If you can answer this then maybe some of us is able to help you further
-
Re: Ansi/Unicoding Encoding Issue
Quote:
Originally Posted by
some1uk03
Is there a way to convert DBCS to non-DBCS.
That's what I was doing back in post #14. You can also do this calling MultiByteToWideChar() directly, passing the correct code page value.
I suspect there is no answer though without a ton of rewriting. "A character is a byte" is a deep fallacy, a hole that can be hard to dig out of.
-
Re: Ansi/Unicoding Encoding Issue
Quote:
Originally Posted by
Arnoutdv
If you can answer this then maybe some of us is able to help you further
I'm reading a proprietary file as a byteArray, then passing it to a STRING and from there on, parsing / reading various chunks and populating them to a class OBJ with the settings & parameters which are read from this string. (it's much deeper that this, so I can't just easily convert everything to bytearrays)
Quote:
Originally Posted by
dilettante
That's what I was doing back in post #14. You can also do this calling MultiByteToWideChar() directly, passing the correct code page value.
I suspect there is no answer though without a ton of rewriting. "A character is a byte" is a deep fallacy, a hole that can be hard to dig out of.
MultiByteToWideChar() is what I'm currently using anyway, rather than strConv, but that's no good either!

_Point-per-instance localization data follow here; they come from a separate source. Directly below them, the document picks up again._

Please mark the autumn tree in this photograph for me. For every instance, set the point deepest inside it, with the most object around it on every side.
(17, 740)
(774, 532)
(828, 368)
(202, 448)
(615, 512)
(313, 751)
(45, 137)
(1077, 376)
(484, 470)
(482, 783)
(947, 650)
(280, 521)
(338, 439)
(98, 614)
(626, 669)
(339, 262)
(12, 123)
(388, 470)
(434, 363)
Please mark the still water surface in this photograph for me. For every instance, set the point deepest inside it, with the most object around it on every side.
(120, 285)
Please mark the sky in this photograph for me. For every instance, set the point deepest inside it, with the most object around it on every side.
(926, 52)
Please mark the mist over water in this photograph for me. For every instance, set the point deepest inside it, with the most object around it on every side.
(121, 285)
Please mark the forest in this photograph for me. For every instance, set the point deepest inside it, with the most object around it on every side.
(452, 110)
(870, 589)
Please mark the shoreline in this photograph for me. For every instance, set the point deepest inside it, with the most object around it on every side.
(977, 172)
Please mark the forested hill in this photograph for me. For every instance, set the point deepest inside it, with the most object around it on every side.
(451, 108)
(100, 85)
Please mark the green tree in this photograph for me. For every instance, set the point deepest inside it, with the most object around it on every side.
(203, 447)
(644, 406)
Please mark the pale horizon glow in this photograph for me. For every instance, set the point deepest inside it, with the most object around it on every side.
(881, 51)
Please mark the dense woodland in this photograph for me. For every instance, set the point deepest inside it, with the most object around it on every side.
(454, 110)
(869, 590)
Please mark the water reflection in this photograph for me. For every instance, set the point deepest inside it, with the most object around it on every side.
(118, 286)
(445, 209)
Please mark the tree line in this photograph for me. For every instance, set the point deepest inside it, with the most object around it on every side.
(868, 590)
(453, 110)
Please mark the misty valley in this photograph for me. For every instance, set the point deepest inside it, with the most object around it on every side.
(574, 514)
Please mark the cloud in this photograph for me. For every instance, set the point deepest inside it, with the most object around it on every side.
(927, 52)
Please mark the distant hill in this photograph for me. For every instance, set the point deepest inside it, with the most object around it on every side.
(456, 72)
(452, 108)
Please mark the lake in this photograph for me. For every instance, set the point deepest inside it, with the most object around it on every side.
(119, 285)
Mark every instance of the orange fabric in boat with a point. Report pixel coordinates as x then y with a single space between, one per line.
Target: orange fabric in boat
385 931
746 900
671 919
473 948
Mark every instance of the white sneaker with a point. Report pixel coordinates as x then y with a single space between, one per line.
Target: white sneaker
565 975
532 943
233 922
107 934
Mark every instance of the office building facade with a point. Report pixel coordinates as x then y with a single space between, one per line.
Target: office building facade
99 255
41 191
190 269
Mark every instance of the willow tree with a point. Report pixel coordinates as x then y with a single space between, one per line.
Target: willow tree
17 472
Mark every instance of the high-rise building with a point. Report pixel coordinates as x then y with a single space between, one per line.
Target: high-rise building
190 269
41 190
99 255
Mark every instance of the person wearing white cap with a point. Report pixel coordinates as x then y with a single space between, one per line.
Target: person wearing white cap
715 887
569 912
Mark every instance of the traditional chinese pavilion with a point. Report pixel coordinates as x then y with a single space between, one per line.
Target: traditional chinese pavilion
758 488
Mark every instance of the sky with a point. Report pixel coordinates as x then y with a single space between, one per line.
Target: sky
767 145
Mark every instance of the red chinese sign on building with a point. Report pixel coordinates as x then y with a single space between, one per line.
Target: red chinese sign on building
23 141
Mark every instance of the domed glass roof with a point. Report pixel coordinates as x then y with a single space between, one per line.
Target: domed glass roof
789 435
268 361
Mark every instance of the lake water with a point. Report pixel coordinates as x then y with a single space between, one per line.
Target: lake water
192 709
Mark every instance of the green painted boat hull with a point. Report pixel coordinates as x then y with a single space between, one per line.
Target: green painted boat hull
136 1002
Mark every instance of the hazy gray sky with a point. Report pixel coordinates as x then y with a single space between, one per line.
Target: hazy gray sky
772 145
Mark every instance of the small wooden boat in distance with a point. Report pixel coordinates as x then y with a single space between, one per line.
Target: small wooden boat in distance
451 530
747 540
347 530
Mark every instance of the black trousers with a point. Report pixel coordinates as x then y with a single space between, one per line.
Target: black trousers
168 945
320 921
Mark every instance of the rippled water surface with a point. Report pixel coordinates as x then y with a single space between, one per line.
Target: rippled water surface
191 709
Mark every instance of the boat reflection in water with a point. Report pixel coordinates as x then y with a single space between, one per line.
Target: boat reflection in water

I'm quite surprised that there is no moving forward solution to this other than forcing users to change their system locale to English! or a total rewrite (which is not preferred).
-
Re: Ansi/Unicoding Encoding Issue
Uh no, if it’s all about byte arrays then using strings in all your objects is the wrong approach
-
Re: Ansi/Unicoding Encoding Issue
OK, I edited some mistakes that I made.